Revised estimates show that the budgeted targets of revenue deficit and gross fiscal deficit for 2014-15 were met mainly through expenditure compression in the face of sluggish non-debt receipts.
The Budget estimates for 2015-16 indicate a continuation of the process of fiscal consolidation albeit with revised roadmap, with all key deficit indicators relative to GDP set to decline.
The Budget estimates the GFD-GDP ratio to decline to 3.9 per cent in 2015-16 (BE). In the medium-term, the GFD-GDP ratio is expected to decline to 3.0 per cent by 2017-18. The envisaged reduction in GFD in 2015-16 is to be achieved through combined impact of a compression in revenue expenditure and an increase in non-debt capital receipts.
With the expected growth of 15.8 per cent in gross tax revenues over 2014-15 (RE), the gross tax revenue to GDP ratio is estimated to improve by 0.4 percentage points to 10.3 per cent in 2015-16 (BE). Net tax revenue accruing to the Centre, however, is budgeted significantly lower at 6.5 per cent of GDP in 2015-16 (7.2 per cent of GDP in 2014-15 RE) due to higher devolution to States following the Fourteenth Finance Commission award.
Despite the shortfall in achieving the targets set in the past, including in 2014-15, aggregate disinvestment receipts are budgeted to grow by 121.7 per cent in 2015-16.
Total subsidy expenditure is budgeted to decline by 8.6 per cent to 1.7 per cent of GDP in 2015-16 on account of 50 per cent reduction in provision for petroleum subsidy and modest increase in fertiliser and food subsidy.
Capital expenditure is budgeted to increase sharply by 25.5 per cent in 2015-16 (BE) over 2014-15 (RE), reflecting high growth in non-defence capital outlay (38.6 per cent).
2. Small Borrowal Accounts of Scheduled Commercial Banks: 2014
The article presents salient features of small borrowal accounts (accounts each with credit limit of ₹ 0.2 million or less) of scheduled commercial banks in terms of different classificatory characteristics viz., type of account, sector, organisational category, interest rate, loan quality, borrower-category and population groups as on March 31, 2014, based on the results emerging from the Basic Statistical Return (BSR)-1 survey.
In March 2014, out of 138.8 million borrowal accounts with scheduled commercial banks (including regional rural banks), 109.2 million accounts (78.7 per cent) were small borrowal accounts (SBA) with credit limit up to ₹ 0.2 million.
In terms of amount, SBAs had a share of 8.4 per cent in total outstanding credit.
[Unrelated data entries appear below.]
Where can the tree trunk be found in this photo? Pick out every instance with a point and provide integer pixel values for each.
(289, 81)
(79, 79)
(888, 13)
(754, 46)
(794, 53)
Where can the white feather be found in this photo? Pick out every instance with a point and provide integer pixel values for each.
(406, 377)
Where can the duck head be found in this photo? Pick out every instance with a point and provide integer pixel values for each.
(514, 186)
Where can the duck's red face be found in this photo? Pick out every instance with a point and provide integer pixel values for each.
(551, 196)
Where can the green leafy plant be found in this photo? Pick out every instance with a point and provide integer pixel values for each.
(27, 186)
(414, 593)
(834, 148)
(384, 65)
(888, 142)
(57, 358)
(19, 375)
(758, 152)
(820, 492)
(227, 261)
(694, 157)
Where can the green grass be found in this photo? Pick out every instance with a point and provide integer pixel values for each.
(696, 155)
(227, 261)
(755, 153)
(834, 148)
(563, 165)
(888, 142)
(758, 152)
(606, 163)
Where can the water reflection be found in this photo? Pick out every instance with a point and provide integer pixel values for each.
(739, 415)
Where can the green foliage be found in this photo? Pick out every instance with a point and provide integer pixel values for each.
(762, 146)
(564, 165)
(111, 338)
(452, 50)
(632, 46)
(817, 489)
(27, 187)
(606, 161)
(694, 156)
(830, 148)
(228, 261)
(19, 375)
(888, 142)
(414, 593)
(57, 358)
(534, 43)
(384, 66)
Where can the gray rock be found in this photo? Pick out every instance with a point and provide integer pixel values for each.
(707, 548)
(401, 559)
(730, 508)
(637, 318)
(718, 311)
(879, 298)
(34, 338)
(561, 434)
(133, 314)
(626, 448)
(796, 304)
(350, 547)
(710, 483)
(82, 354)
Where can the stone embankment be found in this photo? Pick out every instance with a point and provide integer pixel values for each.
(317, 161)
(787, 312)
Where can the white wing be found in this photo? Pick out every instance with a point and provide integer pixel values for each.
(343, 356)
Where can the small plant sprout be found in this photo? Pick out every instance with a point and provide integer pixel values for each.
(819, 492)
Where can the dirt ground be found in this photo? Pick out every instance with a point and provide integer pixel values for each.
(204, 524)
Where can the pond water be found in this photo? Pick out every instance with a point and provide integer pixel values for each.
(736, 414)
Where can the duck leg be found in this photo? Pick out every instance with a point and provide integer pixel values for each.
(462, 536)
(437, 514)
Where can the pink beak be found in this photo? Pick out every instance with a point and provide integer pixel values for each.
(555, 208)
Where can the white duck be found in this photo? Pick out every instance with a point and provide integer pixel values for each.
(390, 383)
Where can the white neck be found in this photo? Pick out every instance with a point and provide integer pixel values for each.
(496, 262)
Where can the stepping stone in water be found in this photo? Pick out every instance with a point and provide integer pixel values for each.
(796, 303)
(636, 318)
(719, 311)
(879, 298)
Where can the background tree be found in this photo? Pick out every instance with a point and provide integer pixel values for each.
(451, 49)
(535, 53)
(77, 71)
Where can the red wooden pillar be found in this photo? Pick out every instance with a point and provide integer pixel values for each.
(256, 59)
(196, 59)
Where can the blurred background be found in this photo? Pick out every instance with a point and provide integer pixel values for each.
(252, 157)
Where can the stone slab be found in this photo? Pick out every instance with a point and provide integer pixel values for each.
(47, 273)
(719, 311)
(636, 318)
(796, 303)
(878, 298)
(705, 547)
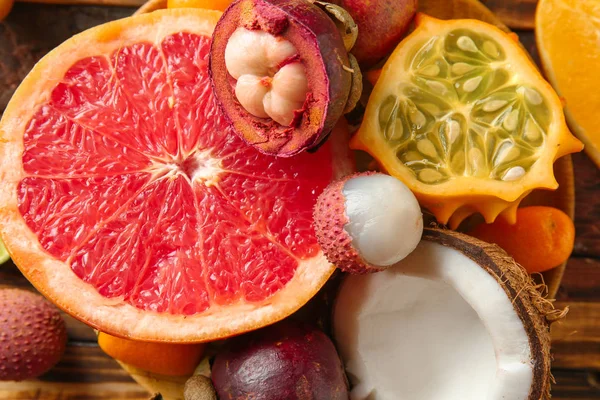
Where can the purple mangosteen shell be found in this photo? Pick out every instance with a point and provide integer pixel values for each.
(321, 51)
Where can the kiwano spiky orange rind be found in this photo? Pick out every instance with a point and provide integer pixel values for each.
(463, 117)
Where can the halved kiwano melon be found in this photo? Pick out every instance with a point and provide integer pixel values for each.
(126, 199)
(462, 116)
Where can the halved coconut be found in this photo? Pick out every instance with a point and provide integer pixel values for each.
(455, 320)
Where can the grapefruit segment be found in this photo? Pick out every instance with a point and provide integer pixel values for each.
(128, 202)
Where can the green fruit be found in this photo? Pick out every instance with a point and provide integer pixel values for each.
(4, 256)
(33, 335)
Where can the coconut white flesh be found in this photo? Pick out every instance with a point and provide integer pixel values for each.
(385, 220)
(435, 326)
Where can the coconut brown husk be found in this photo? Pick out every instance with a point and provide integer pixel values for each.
(536, 312)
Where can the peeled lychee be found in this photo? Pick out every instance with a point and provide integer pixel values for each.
(367, 222)
(33, 335)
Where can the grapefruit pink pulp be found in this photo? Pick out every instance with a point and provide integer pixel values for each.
(127, 201)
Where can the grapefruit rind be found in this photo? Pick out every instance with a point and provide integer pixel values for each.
(55, 279)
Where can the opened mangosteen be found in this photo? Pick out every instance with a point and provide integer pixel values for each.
(280, 72)
(285, 361)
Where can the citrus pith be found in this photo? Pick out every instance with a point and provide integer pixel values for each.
(127, 201)
(462, 116)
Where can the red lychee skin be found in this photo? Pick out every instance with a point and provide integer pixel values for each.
(329, 219)
(285, 361)
(381, 26)
(33, 335)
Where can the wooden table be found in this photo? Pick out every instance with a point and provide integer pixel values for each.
(86, 373)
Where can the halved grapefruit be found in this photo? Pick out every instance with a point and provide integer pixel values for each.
(126, 200)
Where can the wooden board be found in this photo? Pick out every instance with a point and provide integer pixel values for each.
(86, 373)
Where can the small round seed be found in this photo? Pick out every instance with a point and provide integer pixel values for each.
(476, 160)
(452, 131)
(532, 132)
(426, 147)
(431, 70)
(471, 84)
(490, 49)
(429, 175)
(461, 68)
(514, 173)
(506, 153)
(465, 43)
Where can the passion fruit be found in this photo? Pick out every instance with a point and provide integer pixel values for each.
(280, 73)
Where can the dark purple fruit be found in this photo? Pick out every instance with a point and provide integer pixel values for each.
(286, 361)
(280, 72)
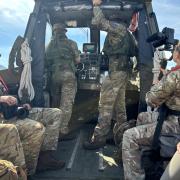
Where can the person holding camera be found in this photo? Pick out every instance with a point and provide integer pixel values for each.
(39, 133)
(167, 91)
(172, 171)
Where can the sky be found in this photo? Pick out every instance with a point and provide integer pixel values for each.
(14, 16)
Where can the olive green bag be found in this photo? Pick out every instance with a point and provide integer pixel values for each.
(10, 172)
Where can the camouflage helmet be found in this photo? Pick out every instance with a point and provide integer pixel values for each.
(60, 27)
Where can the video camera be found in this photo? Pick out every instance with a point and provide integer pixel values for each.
(13, 111)
(166, 38)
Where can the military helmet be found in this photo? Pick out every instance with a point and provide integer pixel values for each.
(59, 26)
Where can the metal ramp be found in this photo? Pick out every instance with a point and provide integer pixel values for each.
(83, 164)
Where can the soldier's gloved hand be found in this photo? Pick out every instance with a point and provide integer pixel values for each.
(10, 100)
(27, 106)
(97, 2)
(178, 147)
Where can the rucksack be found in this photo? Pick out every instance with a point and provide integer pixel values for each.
(10, 172)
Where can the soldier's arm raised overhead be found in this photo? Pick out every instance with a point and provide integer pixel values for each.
(101, 22)
(76, 52)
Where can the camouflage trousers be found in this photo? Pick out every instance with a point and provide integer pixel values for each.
(112, 100)
(40, 131)
(63, 92)
(10, 145)
(142, 135)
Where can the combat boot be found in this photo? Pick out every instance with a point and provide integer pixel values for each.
(48, 162)
(93, 145)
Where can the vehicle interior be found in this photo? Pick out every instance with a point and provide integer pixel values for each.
(82, 164)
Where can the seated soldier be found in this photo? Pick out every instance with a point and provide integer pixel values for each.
(36, 136)
(172, 171)
(10, 145)
(166, 91)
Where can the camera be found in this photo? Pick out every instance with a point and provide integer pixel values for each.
(166, 38)
(13, 111)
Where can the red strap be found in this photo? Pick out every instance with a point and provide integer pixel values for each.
(4, 84)
(175, 68)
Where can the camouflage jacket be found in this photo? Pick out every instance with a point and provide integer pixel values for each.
(166, 91)
(61, 51)
(119, 40)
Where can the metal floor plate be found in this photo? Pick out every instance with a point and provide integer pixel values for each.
(83, 164)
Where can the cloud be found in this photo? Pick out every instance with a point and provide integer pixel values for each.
(168, 13)
(15, 11)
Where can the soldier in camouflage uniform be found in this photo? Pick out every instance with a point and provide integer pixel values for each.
(10, 145)
(119, 46)
(61, 56)
(37, 136)
(166, 91)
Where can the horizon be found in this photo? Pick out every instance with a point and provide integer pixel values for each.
(14, 19)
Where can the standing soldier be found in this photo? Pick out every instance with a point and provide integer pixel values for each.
(166, 91)
(61, 56)
(119, 46)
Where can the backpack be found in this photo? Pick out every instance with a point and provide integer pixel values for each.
(10, 172)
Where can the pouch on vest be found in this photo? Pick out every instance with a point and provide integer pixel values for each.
(9, 172)
(168, 144)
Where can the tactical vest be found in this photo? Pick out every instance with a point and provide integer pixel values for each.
(62, 55)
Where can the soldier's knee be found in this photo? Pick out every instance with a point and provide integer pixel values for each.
(12, 129)
(127, 139)
(34, 127)
(57, 111)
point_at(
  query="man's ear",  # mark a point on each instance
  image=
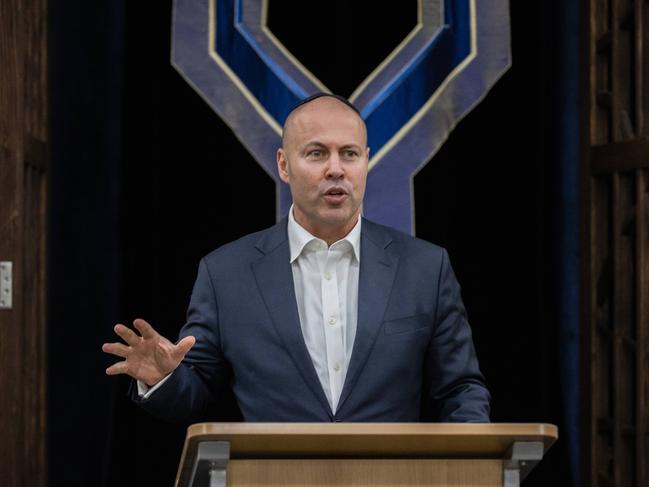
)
(282, 165)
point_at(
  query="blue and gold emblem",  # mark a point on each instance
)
(410, 102)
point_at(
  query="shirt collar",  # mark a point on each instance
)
(299, 237)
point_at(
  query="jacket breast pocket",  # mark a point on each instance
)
(407, 324)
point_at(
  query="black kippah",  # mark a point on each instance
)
(321, 94)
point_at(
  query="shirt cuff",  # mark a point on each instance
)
(145, 391)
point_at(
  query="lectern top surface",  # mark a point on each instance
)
(371, 440)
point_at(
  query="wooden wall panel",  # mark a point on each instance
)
(23, 196)
(615, 180)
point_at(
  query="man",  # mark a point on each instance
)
(325, 316)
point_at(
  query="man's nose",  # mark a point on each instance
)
(335, 167)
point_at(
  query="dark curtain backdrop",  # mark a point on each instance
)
(146, 179)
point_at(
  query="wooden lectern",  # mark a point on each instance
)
(361, 454)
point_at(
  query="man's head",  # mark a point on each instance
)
(324, 159)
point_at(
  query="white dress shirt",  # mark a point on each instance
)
(326, 289)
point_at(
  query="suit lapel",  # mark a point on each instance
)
(377, 270)
(275, 280)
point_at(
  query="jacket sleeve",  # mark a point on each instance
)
(194, 390)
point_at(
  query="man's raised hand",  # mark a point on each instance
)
(148, 357)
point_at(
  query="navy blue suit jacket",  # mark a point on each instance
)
(413, 357)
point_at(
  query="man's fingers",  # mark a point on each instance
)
(128, 335)
(118, 368)
(144, 328)
(118, 349)
(184, 345)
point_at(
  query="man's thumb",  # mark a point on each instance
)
(185, 345)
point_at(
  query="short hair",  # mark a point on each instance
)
(315, 96)
(321, 94)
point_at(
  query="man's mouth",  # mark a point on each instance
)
(335, 195)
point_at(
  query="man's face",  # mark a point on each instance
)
(325, 162)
Majority of small borrowal accounts pertained to the household sector, particularly individuals, and were concentrated in a few sectors such as agriculture, small business, retail trade and personal loans.
Loans through Kisan credit cards accounted for one-fourth of the outstanding amount of all SBAs.
Two-thirds of the SBAs were sanctioned in rural and semi-urban centres, both in March 2013 and March 2014. Further, 76.4 per cent of credit outstanding in such accounts was in rural and semi-urban centers in March 2014 (70.5 per cent share a year ago).
Agriculture accounted for 65.8 per cent share in credit outstanding in all SBAs in 2014 (57.3 per cent in 2013).
The Weighted Average Lending rate (WALR) of SBAs has increased by 41 basis points to 12.00 per cent in 2014.
3. Monsoon and Indian Agriculture – Conjoined or Decoupled?
Indian agriculture remains vulnerable to monsoon shocks, as the experience of 2014-15 confirms. Over the years, the volatility of monsoon outcomes has, in fact, increased undermining the accuracy of forecasting and contingent planning. Structural factors such as climate change and rising greenhouse emissions could be at work alongside one-off events such as El Nino. The silver lining is that crop output turns out to be statistically more sensitive to net area sown than to monsoon variations. This provides the rationale for strategic long-range planning encompassing expansion of net sown area by reclaiming arid and semi-arid areas, introducing better technology and efficient water management to make Indian agriculture weather proofed over time.